WANITA DAN RADIKALISME
SETIONO
Indonesia
sebagai negara yang penuh dengan keragaman suku, budaya, bahasa, dan agama. Hal
itu membuat istimewa Indonesia, namun dengan keragaman yang begitu banyak
disatu sisi bisa membawa dampak posistif yaitu pada nilai-nilai persatuan dan
kesatuan maupun nilai kegotong royongan, disisi lain keragaman itu bisa
berdampak negative, jika setiap individu dan kelompok memiliki sikap sentiment
terhadap perbedaan, baik atas nama agama maupun kelompok. Hal itu dapat memicu
sikap rasisme, extremisme dan bahkan sikap radikalisme.
Indonesia
saat ini cukup rentan terhadap gerakan extremisme dan radikalisme, khusunya
pada kaum perempuan. Dengan budaya patriarki di Indonesia yang memposisikan
perempuan dalam posisi marginal dan subordinat. Maka perempuan Indonesia akan
lebih mudah terpapar gerakan extreamisme maupun radikalisme, terutama perempuan
di pedesaan dengan tingkat pendidikan dan ekonomi yang tidak memadai ataupun
perempuan dengan pemahaman agama yang sedikit itu akan mudah terpengaruh oleh
doktrin-doktrin yang mengarah pada sikap extreamisme dan radikalisme. Mengapa
demikian, melihat hasil penelitian dari Institute for Policy Analysis of
Conflict (IPAC), bahwa aksi bom bunuh diri yang terjadi beberapa waktu terakhir
ini, salah satu dari pelaku bom bunuh diri adalah perempuan yang bahkan
mengikutsertakan keluarga atau anak-anaknya. Jika melihat fenomena tersebut,
sebenarnya keterlibatan perempuan dalam jaringan radikalisme sudah lama
terjadi. Namun, baru-baru ini saja kejadian tersebut terlihat.
Perempuan
Indonesia dalam jaringan organisasi extreamisme dan radikalisme saat ini mulai
melakukan aksi-aksi bom bunuh diri. Bahkan IPAC merilis laporan yang mengatakan
bahwa setidaknya ada 50 pekerja rumah tangga perempuan Indonesia di Asia
Timur-kebanyakan dari mereka tinggal di Hong Kong-menjadi radikal dan ikut
dalam kelompok diskusi extreamis. Artinya perempuan yang bekerja di luar negeri
sangat rentan untuk terpapar dan terlibat dalam jaringan organisasi extreamis.

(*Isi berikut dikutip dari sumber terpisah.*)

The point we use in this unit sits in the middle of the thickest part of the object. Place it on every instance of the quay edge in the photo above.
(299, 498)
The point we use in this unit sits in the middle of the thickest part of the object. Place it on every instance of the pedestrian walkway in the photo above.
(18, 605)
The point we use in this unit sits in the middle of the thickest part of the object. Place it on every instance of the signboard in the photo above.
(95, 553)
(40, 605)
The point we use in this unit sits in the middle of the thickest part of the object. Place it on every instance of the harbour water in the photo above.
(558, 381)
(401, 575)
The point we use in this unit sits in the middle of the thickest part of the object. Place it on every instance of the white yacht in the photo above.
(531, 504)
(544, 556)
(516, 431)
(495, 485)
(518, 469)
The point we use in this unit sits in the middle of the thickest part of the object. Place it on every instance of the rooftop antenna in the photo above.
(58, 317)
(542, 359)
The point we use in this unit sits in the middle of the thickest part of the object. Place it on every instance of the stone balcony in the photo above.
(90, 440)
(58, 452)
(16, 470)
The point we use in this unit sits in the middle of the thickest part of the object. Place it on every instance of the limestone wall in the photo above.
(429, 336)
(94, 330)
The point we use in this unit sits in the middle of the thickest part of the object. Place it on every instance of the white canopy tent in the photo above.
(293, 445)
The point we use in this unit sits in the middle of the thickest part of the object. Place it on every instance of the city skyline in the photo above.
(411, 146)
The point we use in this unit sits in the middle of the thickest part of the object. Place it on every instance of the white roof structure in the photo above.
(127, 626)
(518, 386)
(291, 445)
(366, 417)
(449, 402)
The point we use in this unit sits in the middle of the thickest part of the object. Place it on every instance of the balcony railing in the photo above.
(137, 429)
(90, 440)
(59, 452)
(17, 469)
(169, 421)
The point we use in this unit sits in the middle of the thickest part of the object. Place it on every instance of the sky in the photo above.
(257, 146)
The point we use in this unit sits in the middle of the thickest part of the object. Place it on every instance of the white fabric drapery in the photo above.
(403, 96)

Sebab dengan minimnya pengetahuan agama dan dengan doktrin-doktrin yang
diberikan oleh organisasi extreamis dapat mengubah pola pikir dan pemaham
mereka terhadap agama maupun pemerintah. Seperti kejadian dua WNI yang di
deportasi yaitu pekerja rumah tangga perempuan yang terindikasi terlibat dalam
jaringan radikalisme ISIS, artinya hal ini menunjukkan semakin rentannya
pembantu rumah tangga yang bekerja di luar negeri terhadap ancaman radikalisasi
dan terlibat dalam aksi terorisme. Hal itu semakin mengkhawatirkan keamanan dan
cukup menantang bagi keamanan di Indonesia.
Perempuan
yang sejatinya memiliki peran penting dalam keluarga untuk peningkatan
nilai-nilai dan norma-norma yang baik, namun sangat rentan karena jaringan
organisasi extreamis dan radikal memfokuskan pada perempuan agar terlibat dalam
gerakannya. Jika melihat fenomena diatas, bahwa perempuan terlibat karena
ketidaktahuannya dan minimnya pemahaman agama yang dimilikinya. Kendati bahwa
perempuan juga dapat menjadi agen dalam pencegahan extreamis dan radikalisasi
melalui keluarga. Karena perempuan memiliki sikap yang bijak dan lembut. Namun,
pemerintah juga harus melakukan upaya-upaya preventif yang lebih di fokuskan
pada perempuan, khususnya mereka yang akan bekerja di luar negeri. Tidak hanya
itu, pemerintah harus memiliki program yang bisa mencegah terjadi gerakan
extreamisme dan radikalisme, meskipun sudah ada undang-undang yang mengaturnya,
namun jika tidak adanya kesadaran dan kerja sama dengan para stakeholder maka
upaya tersebut tidak akan berjalan optimal. Dengan demikian, perlu adanya sinergisitas
antar lembaga atau stakeholder yang terkait.